Cook on medium-high heat (cover with a lid) for at least 5 minutes. The cranberries will start to pop. Give it a little stir once in awhile so it doesn’t boil over.

Turn off the heat.


Sprinkle gelatin…


on top of cranberries…and stir quickly.


 Let cool for an hour.

Then add walnuts, celery and marmalade.


Stir.


Transfer to a pretty serving dish and refrigerate until it sets up.

Then evaluate whether it should be a side dish or a dessert given the ratio of sweet to tart ingredients!



Friday, 18 November 2011

Pre-Holiday Roasting Experiment


While channel surfing the other night, I came across a cooking segment that caught my attention. Mayonnaise was being slathered on a raw turkey before it went in the oven.

Intriguing.

Wasn’t sure I should experiment on Thanksgiving so decided to test this theory on a chicken.

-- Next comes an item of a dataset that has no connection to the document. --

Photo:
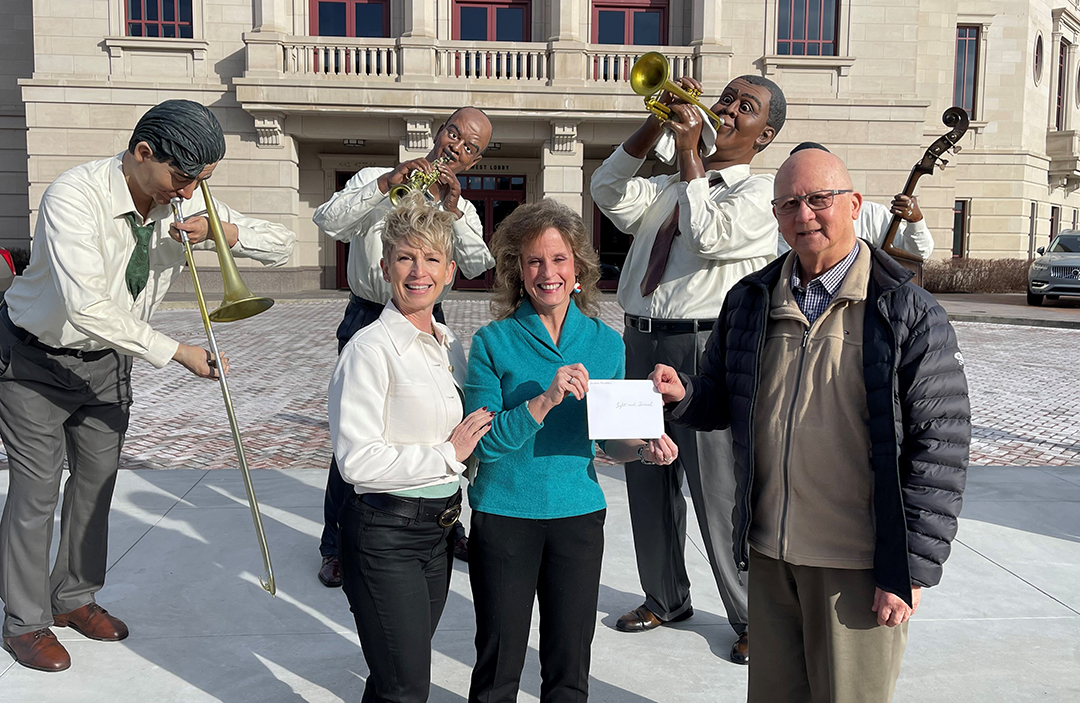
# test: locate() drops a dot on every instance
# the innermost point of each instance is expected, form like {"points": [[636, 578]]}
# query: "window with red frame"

Made homemade mayonnaise in a food processor:

3 egg yolks (at room temperature)
3 teaspoons mustard

Blend.

With motor running, drizzled (very very slowly):

1-1/2 cups of oil (I used a combination of walnut and canola oil).

Added salt, pepper and a squeeze of lemon.

Chopped some fresh herbs (thyme and rosemary) and combined.


Then spread this mixture on a chicken.

Sprinkled with salt.


Cooked at 425 degrees for 1-1/2 hours.

On a bed of baby carrots and diced butternut squash (also an experiment).

The result was a roasted chicken…. 


...that looked a bit diseased.

In need of immediate dermatological assistance.

On the bright side, the chicken meat was succulent and delicious. The cooked vegetables were out of this world and the drippings made a very tasty gravy.

But, you eat with your eyes first. And this dish should come with a blindfold.

So this Thursday I will stick to buttering the bird. 

Mayonnaise will be used for day-after turkey sandwiches.